Simon Willison’s Weblog: Anthropic: A postmortem of three recent issues

Source URL: https://simonwillison.net/2025/Sep/17/anthropic-postmortem/
Source: Simon Willison’s Weblog
Title: Anthropic: A postmortem of three recent issues

Feedly Summary: Anthropic: A postmortem of three recent issues
Anthropic had a very bad month in terms of model reliability:

Between August and early September, three infrastructure bugs intermittently degraded Claude’s response quality. We’ve now resolved these issues and want to explain what happened. […]
To state it plainly: We never reduce model quality due to demand, time of day, or server load. The problems our users reported were due to infrastructure bugs alone. […]
We don’t typically share this level of technical detail about our infrastructure, but the scope and complexity of these issues justified a more comprehensive explanation.

I’m really glad Anthropic are publishing this in so much detail. Their reputation for serving their models reliably has taken a notable hit.
I hadn’t appreciated the additional complexity caused by their mixture of different serving platforms:

We deploy Claude across multiple hardware platforms, namely AWS Trainium, NVIDIA GPUs, and Google TPUs. […] Each hardware platform has different characteristics and requires specific optimizations.

It sounds like the problems came down to three separate bugs which unfortunately came along very close to each other.
Anthropic also note that their privacy practices made investigating the issues particularly difficult:

The evaluations we ran simply didn’t capture the degradation users were reporting, in part because Claude often recovers well from isolated mistakes. Our own privacy practices also created challenges in investigating reports. Our internal privacy and security controls limit how and when engineers can access user interactions with Claude, in particular when those interactions are not reported to us as feedback. This protects user privacy but prevents engineers from examining the problematic interactions needed to identify or reproduce bugs.

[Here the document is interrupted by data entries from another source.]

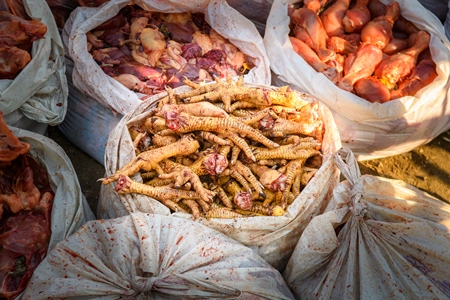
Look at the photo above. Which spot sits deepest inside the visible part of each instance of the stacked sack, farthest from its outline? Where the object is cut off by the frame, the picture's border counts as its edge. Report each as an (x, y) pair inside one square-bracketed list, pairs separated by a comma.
[(42, 204), (377, 238), (36, 96), (143, 256), (370, 129), (89, 83)]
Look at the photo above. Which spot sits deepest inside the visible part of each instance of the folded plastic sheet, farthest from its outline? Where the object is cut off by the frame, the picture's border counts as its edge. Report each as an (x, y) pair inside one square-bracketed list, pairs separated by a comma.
[(145, 256)]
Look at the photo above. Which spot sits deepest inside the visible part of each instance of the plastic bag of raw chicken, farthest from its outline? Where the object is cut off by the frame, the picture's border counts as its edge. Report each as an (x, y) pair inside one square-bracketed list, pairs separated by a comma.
[(377, 238), (92, 80), (37, 96), (68, 212), (87, 123), (273, 238), (371, 130), (145, 256)]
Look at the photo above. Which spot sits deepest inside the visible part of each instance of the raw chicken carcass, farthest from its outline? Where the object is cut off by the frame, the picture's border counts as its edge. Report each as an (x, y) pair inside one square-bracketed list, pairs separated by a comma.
[(311, 23), (332, 17), (398, 66), (24, 238), (377, 9), (379, 30), (357, 17), (315, 5), (313, 60), (10, 146), (366, 58), (340, 45), (372, 90), (12, 61), (423, 74)]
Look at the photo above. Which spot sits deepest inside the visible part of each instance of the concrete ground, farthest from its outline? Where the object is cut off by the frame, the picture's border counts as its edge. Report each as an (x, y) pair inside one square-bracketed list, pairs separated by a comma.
[(426, 167)]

The code examples they provide to illustrate a TPU-specific bug show that they use Python and JAX as part of their serving layer.
Tags: python, ai, postmortem, generative-ai, llms, anthropic, claude

AI Summary and Description: Yes

Summary: This text details Anthropic’s recent challenges with their AI model, Claude, related to infrastructure bugs that impacted model reliability. The postmortem emphasizes the complexity of their hardware environments and highlights privacy practices complicating issue investigation.

Detailed Description:
The text provides an in-depth analysis of the operational issues faced by Anthropic regarding their AI model Claude, particularly focused on three recent infrastructure bugs that affected the model’s reliability. The main points are summarized as follows:

– **Infrastructure Bugs**: Anthropic experienced three separate bugs that negatively impacted the quality of responses from their model, Claude. They clarify that these issues were not related to performance degradation influenced by demand or server load.

– **Technical Complexity**: The company operates Claude across multiple hardware platforms, including:
– AWS Trainium
– NVIDIA GPUs
– Google TPUs
Each platform carries unique demands and optimizations, which adds to the complexity of maintaining model performance.

– **Privacy Practices**: The investigation into the degradation of service was hindered by their internal privacy controls, which limit engineers’ ability to access user interactions if those are not flagged as feedback. This emphasis on privacy, while essential for protecting user data, can complicate the troubleshooting processes for operational teams.

– **Postmortem Insight**: The publication of this detailed report serves as an effort to regain consumer confidence following the reliability issues. By sharing technical insights and challenges faced during the incident, Anthropic aims to enhance transparency and address reputational damage.

– **Technical Implementation**: The text also mentions that the technical stack includes Python and JAX, showing the tools they employ in their infrastructure, specifically in relation to TPU-specific bugs.

This analysis is particularly relevant for professionals in AI, cloud, and infrastructure security as it addresses the delicate balance between privacy practices and operational efficiency, as well as the inherent complexities in managing diverse hardware platforms for AI deployment. The case illustrates the importance of robust monitoring and troubleshooting strategies that do not compromise user privacy.